In 1922, insulin proved to be lifesaving for Leonard Thompson, a 14-year-old-boy, who received the first insulin injection to treat T1D at Toronto General Hospital. Today, the landscape for treatment has drastically changed. Medical research is ushering in a transformative era of technology driven in-part by regenerative stem cell therapies, accelerated not only because the incidence of diabetes in young people and adults continues to rise, but also because the need for cure, is deeply personal.
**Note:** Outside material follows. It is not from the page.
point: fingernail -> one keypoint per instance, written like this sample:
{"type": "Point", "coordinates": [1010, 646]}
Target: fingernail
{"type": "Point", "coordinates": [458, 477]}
New surgical procedures employing transplantation of chemically induced islets from a young adult in Nankai has shown just how far we have come from the first insulin injection. While there is little hesitation in recognising that the advancements in autologous cell therapy are transformative, there is also no doubt this treatment is too early for widespread use - for now – and this will change with advances in technology. In making medical breakthroughs there is often a personal component rarely seen by outsiders. Pointedly, the patient. With all this in mind, showing tolerable safety and insulin injection freedom for 1 year shows just how personal we can be before personalised medicines become more broadly available.